The challenges these scientists face are staggering. First, humpback whales live in groups scattered throughout the Atlantic, Pacific, Indian and Southern oceans. As if that’s not spread out enough, twice a year all these whales swim to different locations thousands of miles away.

Then there’s the problem of counting animals that spend 90 percent of their lives underwater, diving to 700 feet for as long as 40 minutes. Add to that the political and philosophical differences of the countries within these whales’ range and it’s a wonder anyone has any numbers at all.

But whale researchers do have numbers. Some refer to the world population (estimated at 60,000, down from a pre-whaling estimate of 125,000) and some to the whales of a particular hemisphere. Other statistics pertain only to the humpbacks in one part of one group of one ocean, such as the whales that migrate to Hawaii.

Hawaii’s humpback whales belong to a group called the North Pacific Stock, which includes all the humpbacks in the Pacific Ocean north of the equator. The most recent estimate of that population, derived from a 2004 through 2006 study involving 300 international researchers, is 18,000 to 20,000 whales.

Those numbers are more than 15 times the estimate in 1966, when international law banned whale hunting. At that time the North Pacific humpbacks had reached a low of about 1,200 individuals. Since a rough approximation of that stock before whaling began was 15,000, this group appears to be making a remarkable recovery.

Researchers divide the North Pacific Stock of humpbacks into three groups: Eastern, Central and Western. In summer all these whales feed in the cold waters of the North Pacific, but in winter they migrate to Mexico, Hawaii and Japan, respectively. Most North Pacific humpbacks migrate to the same place year after year, but a few occasionally switch breeding sites.

So although the odds were low that my Baja breacher had been to Hawaii, it’s possible.

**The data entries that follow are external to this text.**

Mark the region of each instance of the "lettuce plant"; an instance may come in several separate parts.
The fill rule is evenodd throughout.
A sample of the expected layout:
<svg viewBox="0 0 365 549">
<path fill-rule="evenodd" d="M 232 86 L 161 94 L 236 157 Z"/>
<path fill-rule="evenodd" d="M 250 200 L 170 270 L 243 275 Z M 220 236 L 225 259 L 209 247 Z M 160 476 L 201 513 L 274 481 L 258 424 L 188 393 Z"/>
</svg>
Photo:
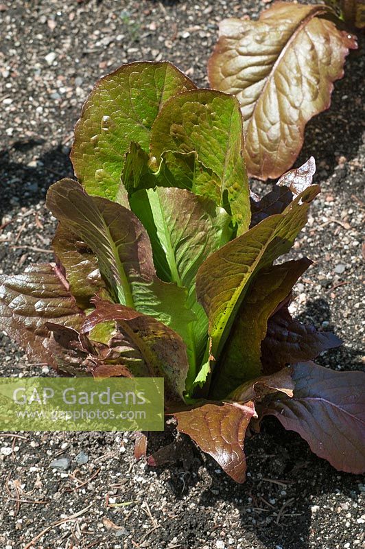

When it comes to food, though, these humpbacks don’t roam. Regardless of where an individual spends the winter, it returns each summer to the same feeding grounds its mother first brought it to as a calf.

Of the North Pacific stock of humpbacks, about half winter in Hawaii. Researchers in airplanes counted 4,491 whales here in 2000, but this latest census means we now host 9,000 to 10,000 of these special visitors.

To see the North Pacific humpback whales’ feeding and migration patterns, go to hawaiihumpbackwhale.noaa. gov/science/pdfs/splashinfosheet.pdf.

As I worked on this column, it became clear that gathering humpback whale data is about as hard as marine research gets.

The next chance I get, I’m going to thank a whale biologist.